09:57 27.01.2016

Ukraine in mood for using all international platforms for returning Crimea

3 min read
Ukraine in mood for using all international platforms for returning Crimea

Restoration of the territorial integrity of Ukraine and bringing Crimea back are two things for which the whole world bears responsibility, Ukrainian president's envoy for humanitarian issues in the group Iryna Heraschenko said.

"Ukraine aspired to more actively use all international platforms for the sake of Crimean issue. This is a duty of the whole world: to search an answer to the question about restoration of sovereignty and territorial integrity of Ukraine, transfer of Crimea under Ukrainian jurisdiction," she wrote on Facebook on Tuesday evening.

Heraschenko said she had asked Secretary General of the Council of Europe Thorbjorn Jagland about the role of the Council of Europe and PACE over the issue of bringing back Crimea, restoration of the territorial integrity of Ukraine, in human rights defense. "Jagland's reply was blurred from the diplomatic point of view: he said the mission works now, outcomes of its work will be a basis for further actions. He has stressed that a stance of the Council of Europe and PACE over Crimea remains the same as it was declared in the previous resolutions about illegal annexation," Heraschenko said.

According to her, Jagland in his speech in PACE reminded that a special mission of the Council of Europe on the monitoring of the situation with human rights violations in Crimea has been working in the annexed Crimea for two days long.

As reported, the Council of Europe reported on its website that it sent its delegation to Crimea on Monday to assess the human right situation on the peninsula.

Swiss diplomat Gerarg Stoudmann will head the delegation, in which he will be assisted by three members of the Council of Europe secretariat.

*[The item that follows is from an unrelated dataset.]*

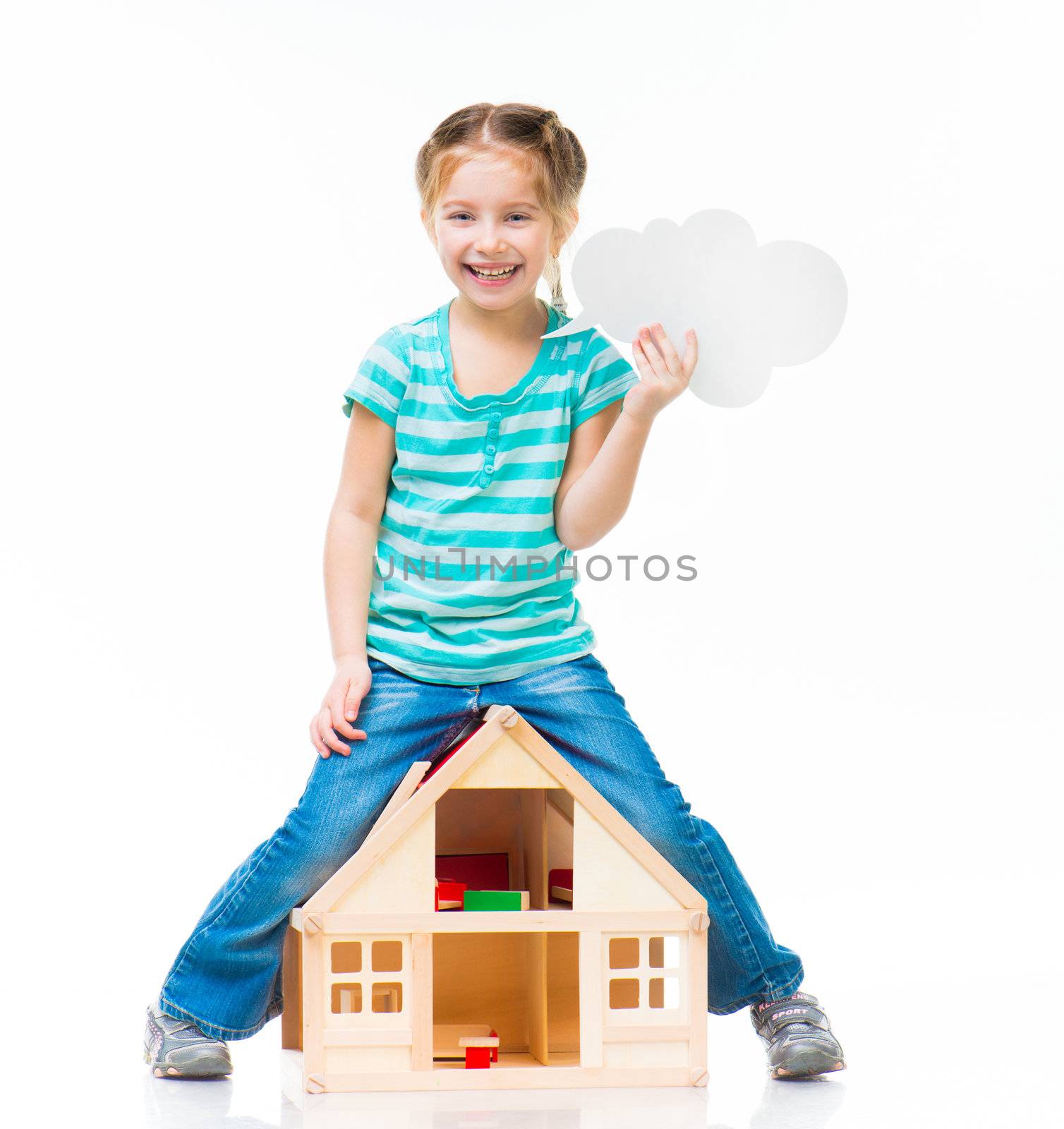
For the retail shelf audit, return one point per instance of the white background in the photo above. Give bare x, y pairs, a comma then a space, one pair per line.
208, 215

"More than 2.5 million people live in Crimea, they are all covered by the European Convention on Human Rights and should be able to benefit from it," the Council of Europe's press service quoted the secretary general of the organization, Thorbjorn Jagland, as saying.

However, for more than a year, no delegation from an international organization has been able to go there, he explained.

"The mission will be conducted with full independence and will not deal with any issue related to the territorial status of Crimea," Jagland stressed.

The mission's mandate covers all major human rights issues including freedom of expression and media freedom; freedom of association and of assembly; minority rights; local and self-government; fight against corruption and prison conditions.

The mission will conclude with a report and recommendations submitted to the Secretary General in late February or March, the report reads.